Adaptive capacity enables flexibility to respond to unpredictable future conditions. Radiology education, operations and infrastructure must evolve continuously, incorporating climate literacy and technological innovation to stay responsive to changing patient needs.
Transformative capacity demands structural reimagination. This includes adopting energy-efficient building designs, leveraging waste heat and establishing green teams to guide institutional change. Such transformation is necessary not just to weather climate impacts but to reframe radiology’s role in global sustainability.
Together, these pillars form a roadmap for radiology departments seeking to align clinical excellence with environmental responsibility.

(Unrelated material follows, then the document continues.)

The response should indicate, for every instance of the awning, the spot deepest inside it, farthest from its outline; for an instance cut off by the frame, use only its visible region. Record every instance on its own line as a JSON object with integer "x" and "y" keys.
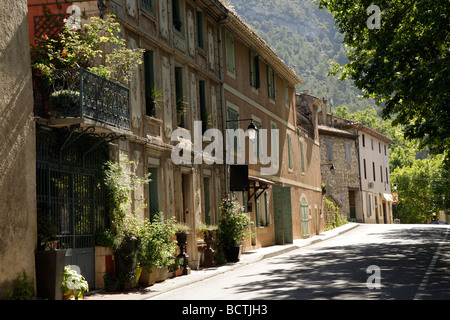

Radiology must evolve to confront the dual imperatives of environmental sustainability and climate resilience. Climate change exacerbates healthcare disparities and increases imaging demand, while radiology itself contributes to environmental strain through energy-intensive operations and resource use. By integrating lessons from recent global health challenges, investing in energy-saving technologies and applying the five-pillar framework for resilience, radiology departments can build systems that are both robust and responsible.
Such transformation is not the responsibility of individual departments alone but requires coordinated action across institutions, industries and governments. Engagement with stakeholders across the healthcare ecosystem is essential to redefine the radiology landscape—one where planetary health, operational continuity and equitable access to care are not in conflict but intrinsically linked.